I have had this book on my to-be-read list forever and when I spied it at the Library a few weeks back, I impulsively brought it home. I am so glad that I finally sat down to read it. Though I’ve read her essays and heard her on "This American Life" on many occasions, I’ve never read any of Sittenfeld’s fiction. Based on this book, I’ll be back for more.
American Wife is the story of Alice, a middle class young woman from Wisconsin who marries the son of a political family and finds herself thrust in the limelight of American politics. Alice is not naive when she meets Charlie Blackwell - quite the reverse. She’s single and in her early 30s, happy with her life as a librarian, not sure if she’ll ever fall in love, and not willing to settle into a relationship without love just to be a married woman. Given that the title of the novel includes the word “wife”, the reader knows how things will work out for Alice and Charlie, so I was surprised I found the story so powerful.

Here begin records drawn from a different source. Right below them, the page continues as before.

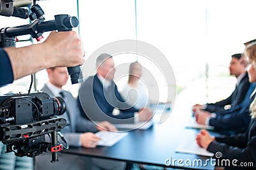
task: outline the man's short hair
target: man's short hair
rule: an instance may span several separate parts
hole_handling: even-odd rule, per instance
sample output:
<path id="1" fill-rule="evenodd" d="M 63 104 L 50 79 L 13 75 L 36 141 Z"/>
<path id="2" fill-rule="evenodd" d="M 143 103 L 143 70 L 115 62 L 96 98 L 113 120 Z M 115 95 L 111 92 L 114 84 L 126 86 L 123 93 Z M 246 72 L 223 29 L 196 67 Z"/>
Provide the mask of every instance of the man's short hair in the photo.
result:
<path id="1" fill-rule="evenodd" d="M 231 55 L 231 57 L 235 57 L 237 60 L 239 60 L 241 59 L 241 57 L 242 57 L 242 54 L 241 53 L 235 53 L 235 54 L 233 54 L 232 55 Z"/>
<path id="2" fill-rule="evenodd" d="M 255 41 L 256 41 L 256 39 L 252 39 L 251 41 L 247 41 L 247 42 L 244 43 L 244 45 L 250 44 L 250 43 L 255 42 Z"/>
<path id="3" fill-rule="evenodd" d="M 99 68 L 106 59 L 111 57 L 112 57 L 112 55 L 106 53 L 103 53 L 99 55 L 96 60 L 96 67 Z"/>

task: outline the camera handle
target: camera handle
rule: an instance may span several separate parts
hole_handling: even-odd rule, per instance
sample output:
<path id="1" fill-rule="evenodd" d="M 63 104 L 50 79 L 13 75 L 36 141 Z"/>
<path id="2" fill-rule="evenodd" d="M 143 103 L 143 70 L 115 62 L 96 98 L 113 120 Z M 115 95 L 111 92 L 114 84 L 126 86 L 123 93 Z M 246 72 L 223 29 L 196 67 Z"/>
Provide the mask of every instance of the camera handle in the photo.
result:
<path id="1" fill-rule="evenodd" d="M 56 16 L 57 16 L 57 17 L 56 17 Z M 66 27 L 65 25 L 63 25 L 62 24 L 63 21 L 64 21 L 65 18 L 67 18 L 67 17 L 68 16 L 65 15 L 55 15 L 55 23 L 56 25 L 57 25 L 58 31 L 72 31 L 72 27 L 70 28 L 68 27 Z M 76 24 L 77 24 L 78 25 L 78 20 L 77 20 L 77 23 L 76 23 L 76 21 L 74 21 L 74 22 L 76 22 Z M 69 22 L 72 23 L 73 22 Z M 83 82 L 82 73 L 81 73 L 80 74 L 81 72 L 80 66 L 76 66 L 74 67 L 68 67 L 67 68 L 68 68 L 68 74 L 70 75 L 72 84 L 76 84 Z"/>
<path id="2" fill-rule="evenodd" d="M 42 38 L 44 32 L 58 30 L 58 31 L 71 31 L 78 25 L 79 22 L 76 17 L 61 14 L 54 16 L 55 20 L 42 22 L 36 19 L 31 24 L 24 25 L 14 27 L 6 27 L 0 29 L 0 48 L 15 46 L 16 36 L 31 34 L 37 41 Z M 72 84 L 83 81 L 81 72 L 81 66 L 68 67 Z"/>

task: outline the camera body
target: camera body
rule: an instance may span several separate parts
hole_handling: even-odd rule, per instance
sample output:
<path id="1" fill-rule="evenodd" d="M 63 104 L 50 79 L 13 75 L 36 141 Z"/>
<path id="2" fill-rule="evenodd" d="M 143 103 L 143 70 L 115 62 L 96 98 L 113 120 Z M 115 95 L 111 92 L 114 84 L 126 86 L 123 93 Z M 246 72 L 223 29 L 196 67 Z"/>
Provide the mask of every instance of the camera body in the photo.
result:
<path id="1" fill-rule="evenodd" d="M 61 150 L 58 141 L 47 142 L 45 134 L 52 136 L 65 127 L 67 120 L 57 117 L 65 110 L 61 97 L 45 92 L 0 96 L 0 140 L 6 145 L 6 152 L 33 157 Z"/>

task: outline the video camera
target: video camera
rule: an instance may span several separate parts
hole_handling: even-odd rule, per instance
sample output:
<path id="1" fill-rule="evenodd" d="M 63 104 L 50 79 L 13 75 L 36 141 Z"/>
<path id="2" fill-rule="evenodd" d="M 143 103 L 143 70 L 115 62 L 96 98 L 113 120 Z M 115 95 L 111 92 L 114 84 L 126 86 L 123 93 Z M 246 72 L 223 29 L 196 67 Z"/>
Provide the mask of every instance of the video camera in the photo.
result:
<path id="1" fill-rule="evenodd" d="M 33 157 L 51 152 L 51 162 L 58 161 L 62 145 L 58 143 L 57 131 L 67 121 L 56 116 L 65 110 L 61 97 L 52 98 L 45 92 L 0 96 L 0 140 L 6 145 L 6 152 Z M 45 140 L 49 133 L 51 143 Z"/>
<path id="2" fill-rule="evenodd" d="M 44 32 L 68 31 L 78 25 L 76 17 L 66 14 L 55 15 L 55 20 L 44 22 L 44 12 L 36 1 L 33 0 L 29 13 L 25 8 L 13 7 L 14 0 L 0 0 L 0 15 L 29 17 L 32 22 L 1 29 L 0 48 L 15 46 L 18 36 L 30 34 L 40 41 Z M 72 84 L 83 81 L 79 66 L 68 67 L 68 71 Z M 51 152 L 51 162 L 58 162 L 62 145 L 58 142 L 57 131 L 65 127 L 67 121 L 56 116 L 65 112 L 65 102 L 61 97 L 51 98 L 46 93 L 30 94 L 31 86 L 28 94 L 0 96 L 0 141 L 6 145 L 6 152 L 14 152 L 16 156 L 33 157 L 43 152 Z M 45 140 L 45 134 L 51 142 Z"/>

It’s in Alice’s thoughts about her life before her marriage that the novel really spoke to me. Though she is in her early 30s when she and Charlie meet, and I am in my mid-50s, I could see myself in Alice’s fulfilling life as a single woman. As I sort out my life here, in this space that I never expected to be, I’ve found enormous satisfaction in my ability to be true to what I want and what I need. It feels like a really long time since I have been able to do that. I find comfort in this place, both because it is comfortable and because I think that’s where life will land me in the end. I am not the sort of person too long for an outcome that is not likely to be available to me. It’s not always easy - most of my friendships are with people who are comfortably (and, I think, happily) married. I’m often the only single woman in a group of people. That can be really hard. I especially miss a companion with whom I can talk about the small concerns of my world; in that circumstance is where I experience my greatest sense of being solitary.
In the novel, there’s a scene early in her relationship with Charlie when they are at the grocery store in line to buy food for a meal they will make together and a now-coupled Alice sees her single self in the woman behind her in line. She’s glad to be with Charlie but not in a way that makes her feel sorry for the single woman. Instead, Sittenfeld’s Alice thinks, “It’s good on the other side, but it’s good on your side, too. Enjoy it there. The loneliness is harder, and the loneliness is the biggest part; but some things are easier.”
For a generally outgoing and bold person, I’m surprisingly private in other ways, so I am rarely lonely. But I knew what Alice meant. When you aren’t part of a couple you have a protective shell of sorts; you have to or your sense of vulnerability could overwhelm you. It’s not loneliness, per se, but it can feel lonely. The compensation is that there is also plenty of space to be true to yourself in a way that is an incredible comfort. I think that Alice understood that and I liked her very much for it.